Micromechanical Modeling of Discontinuous Shear Thickening in Granular Media-Fluid Suspension
Johnson, D. H., Vahedifard, F., Jelinek, B., & Peters, J. F. (2017). Micromechanical Modeling of Discontinuous Shear Thickening in Granular Media-Fluid Suspension. Journal of Rheology. AIP. 61(2), 265-277. DOI:10.1122/1.4975027.
Shear thickening in a fluid occurs when the viscosity of the fluid increases with the increasing applied strain rate. When the rise in viscosity occurs by orders of magnitude, the fluid undergoes discontinuous shear thickening, which can be devastating in industrial applications. We present a particle-scale numerical technique that can simulate these phenomena. By coupling the discrete element method (DEM) and lattice Boltzmann method (LBM), we developed a micromechanical model that can simulate the interparticle stresses for particles that are immersed in a fluid. A comparison of the simulation results against the experimental results reported in the literature demonstrates the potential of the method as a research tool. The comparison included parametric studies to investigate the effects of solid fraction, particle-particle, and particle-wall contact stiffness.

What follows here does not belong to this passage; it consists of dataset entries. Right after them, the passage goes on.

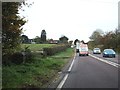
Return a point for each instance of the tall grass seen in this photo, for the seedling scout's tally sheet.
(36, 74)
(36, 47)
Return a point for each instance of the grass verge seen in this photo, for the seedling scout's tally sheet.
(36, 74)
(36, 47)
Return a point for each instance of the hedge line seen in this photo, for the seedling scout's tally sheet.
(55, 49)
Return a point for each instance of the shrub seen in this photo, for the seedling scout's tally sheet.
(52, 50)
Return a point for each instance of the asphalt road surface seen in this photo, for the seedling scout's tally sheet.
(88, 72)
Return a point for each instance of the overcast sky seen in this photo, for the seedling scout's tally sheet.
(76, 19)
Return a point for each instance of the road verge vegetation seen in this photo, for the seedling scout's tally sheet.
(36, 74)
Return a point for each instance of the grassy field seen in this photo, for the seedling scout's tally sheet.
(36, 74)
(36, 47)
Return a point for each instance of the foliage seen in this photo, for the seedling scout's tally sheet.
(63, 39)
(43, 36)
(76, 40)
(108, 40)
(53, 50)
(36, 74)
(11, 26)
(37, 47)
(37, 39)
(25, 39)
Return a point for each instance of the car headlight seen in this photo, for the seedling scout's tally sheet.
(113, 52)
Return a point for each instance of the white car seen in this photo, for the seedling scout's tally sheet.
(96, 51)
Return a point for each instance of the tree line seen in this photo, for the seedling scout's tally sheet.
(104, 40)
(43, 39)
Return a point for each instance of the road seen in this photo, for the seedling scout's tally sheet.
(88, 72)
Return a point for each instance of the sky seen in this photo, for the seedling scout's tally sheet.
(76, 19)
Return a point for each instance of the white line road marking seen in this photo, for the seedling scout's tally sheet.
(66, 76)
(108, 62)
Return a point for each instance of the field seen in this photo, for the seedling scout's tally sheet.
(36, 47)
(37, 74)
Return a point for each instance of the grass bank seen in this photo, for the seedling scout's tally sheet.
(36, 74)
(36, 47)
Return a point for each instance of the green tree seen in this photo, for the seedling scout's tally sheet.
(43, 36)
(63, 39)
(76, 40)
(11, 26)
(37, 39)
(96, 36)
(25, 39)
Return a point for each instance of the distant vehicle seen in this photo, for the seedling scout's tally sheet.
(96, 51)
(109, 53)
(83, 49)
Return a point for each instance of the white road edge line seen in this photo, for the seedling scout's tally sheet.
(108, 62)
(66, 76)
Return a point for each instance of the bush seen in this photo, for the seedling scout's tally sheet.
(25, 56)
(17, 58)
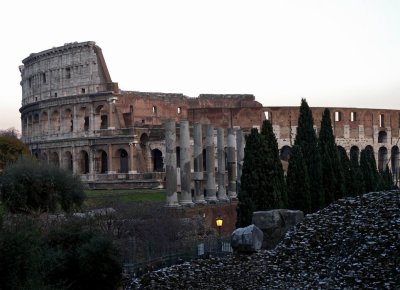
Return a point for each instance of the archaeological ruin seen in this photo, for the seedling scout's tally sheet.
(74, 116)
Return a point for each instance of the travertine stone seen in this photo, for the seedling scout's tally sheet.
(221, 166)
(185, 156)
(210, 165)
(231, 164)
(198, 164)
(170, 163)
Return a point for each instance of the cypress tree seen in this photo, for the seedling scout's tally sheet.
(306, 139)
(357, 175)
(272, 169)
(332, 175)
(298, 185)
(250, 179)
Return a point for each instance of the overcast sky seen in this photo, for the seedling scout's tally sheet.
(333, 53)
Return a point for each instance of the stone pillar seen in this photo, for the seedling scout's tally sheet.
(109, 160)
(221, 166)
(198, 164)
(231, 164)
(170, 163)
(210, 165)
(186, 195)
(240, 156)
(131, 158)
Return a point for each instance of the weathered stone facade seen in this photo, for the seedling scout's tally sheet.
(75, 117)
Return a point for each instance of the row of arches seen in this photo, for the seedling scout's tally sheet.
(66, 120)
(383, 156)
(99, 163)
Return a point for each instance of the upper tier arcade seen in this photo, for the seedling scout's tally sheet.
(72, 69)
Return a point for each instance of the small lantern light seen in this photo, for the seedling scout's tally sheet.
(219, 221)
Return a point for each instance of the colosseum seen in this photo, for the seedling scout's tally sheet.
(74, 116)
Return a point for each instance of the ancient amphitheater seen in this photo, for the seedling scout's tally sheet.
(74, 116)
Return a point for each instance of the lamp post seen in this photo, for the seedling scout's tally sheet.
(219, 221)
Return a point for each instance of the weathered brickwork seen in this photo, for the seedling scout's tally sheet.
(74, 116)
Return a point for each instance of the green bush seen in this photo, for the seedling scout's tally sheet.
(30, 187)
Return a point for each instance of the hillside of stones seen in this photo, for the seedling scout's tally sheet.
(353, 243)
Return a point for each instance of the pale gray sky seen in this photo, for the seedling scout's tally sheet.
(333, 53)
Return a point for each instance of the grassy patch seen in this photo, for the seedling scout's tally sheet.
(101, 198)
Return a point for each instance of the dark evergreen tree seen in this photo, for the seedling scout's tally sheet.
(368, 169)
(250, 179)
(298, 185)
(357, 175)
(306, 139)
(272, 169)
(348, 174)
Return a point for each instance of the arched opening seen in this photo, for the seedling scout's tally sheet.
(68, 161)
(44, 123)
(395, 163)
(55, 122)
(144, 138)
(178, 157)
(382, 158)
(285, 153)
(67, 122)
(382, 137)
(101, 117)
(123, 161)
(83, 162)
(54, 159)
(158, 164)
(104, 162)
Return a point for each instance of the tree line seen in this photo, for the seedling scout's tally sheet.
(318, 172)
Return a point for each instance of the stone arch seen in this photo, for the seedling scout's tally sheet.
(382, 158)
(68, 161)
(285, 153)
(123, 157)
(55, 121)
(101, 161)
(83, 162)
(35, 126)
(382, 137)
(54, 159)
(101, 117)
(83, 119)
(67, 121)
(44, 123)
(354, 150)
(341, 150)
(395, 163)
(158, 164)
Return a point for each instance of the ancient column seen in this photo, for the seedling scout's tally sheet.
(240, 156)
(210, 165)
(198, 164)
(231, 164)
(186, 195)
(221, 166)
(170, 163)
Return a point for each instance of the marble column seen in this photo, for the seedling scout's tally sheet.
(240, 156)
(198, 164)
(221, 165)
(170, 163)
(210, 165)
(231, 164)
(186, 195)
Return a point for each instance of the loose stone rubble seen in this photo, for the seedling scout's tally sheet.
(352, 244)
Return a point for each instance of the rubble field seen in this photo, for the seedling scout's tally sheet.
(353, 243)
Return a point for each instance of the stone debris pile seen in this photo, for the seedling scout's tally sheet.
(353, 243)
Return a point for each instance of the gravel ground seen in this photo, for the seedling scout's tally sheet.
(352, 244)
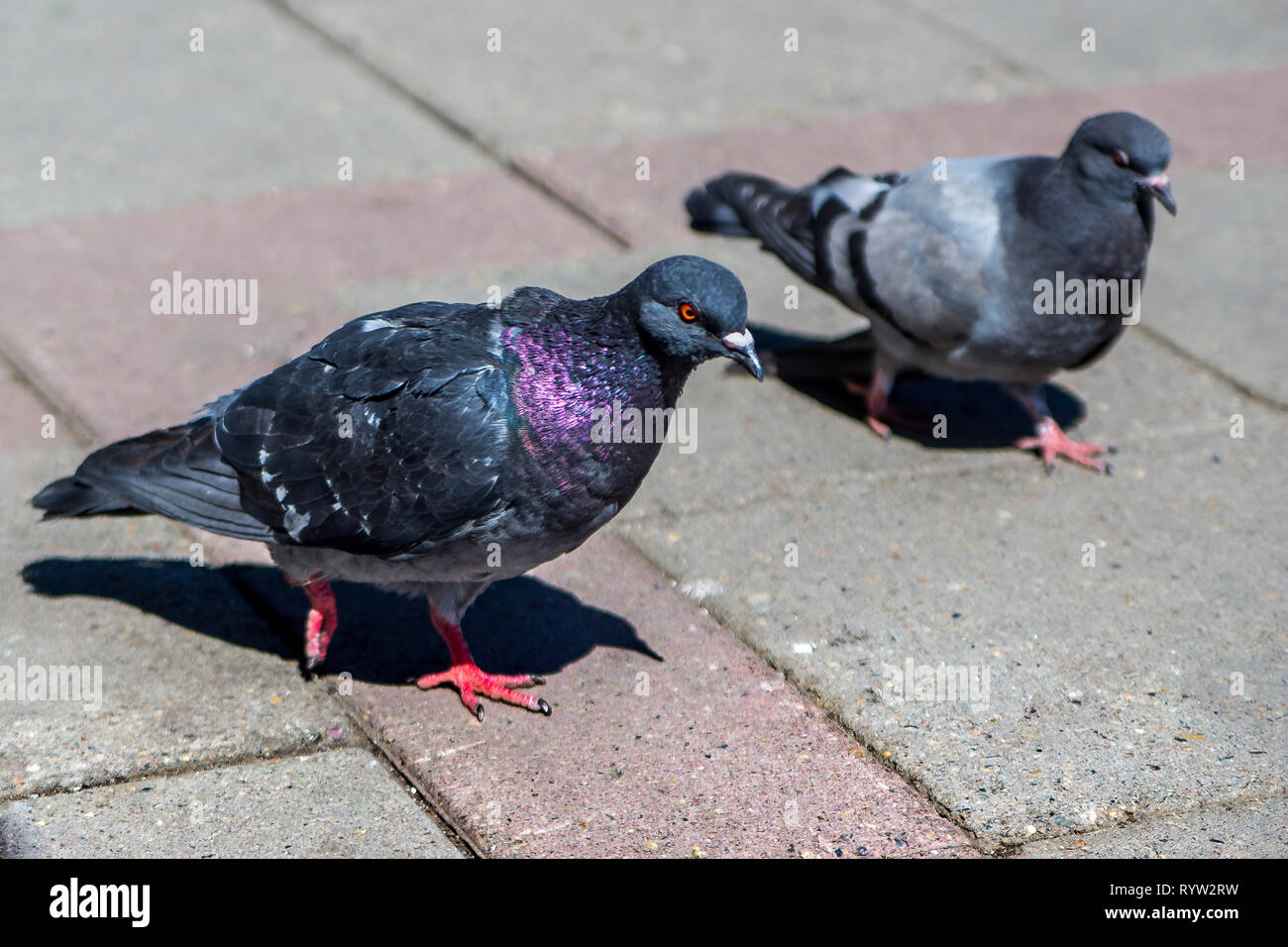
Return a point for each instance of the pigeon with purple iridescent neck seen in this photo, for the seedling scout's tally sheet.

With a systematic variation of the wall stiffness, the DEM-LBM model demonstrates that increasing boundary stiffness directly increases the maximum shear stress of the shear thickening regime. For the case of particles settling at low stresses, the DEM-LBM model has the advantage of providing insight into detailed particle-scale interactions, which is not possible using a continuum method based on phenomenological constitutive equations. We also show that the central mechanism creating the shear thickening is the dilation of the particulate media per traditional soil mechanics principles.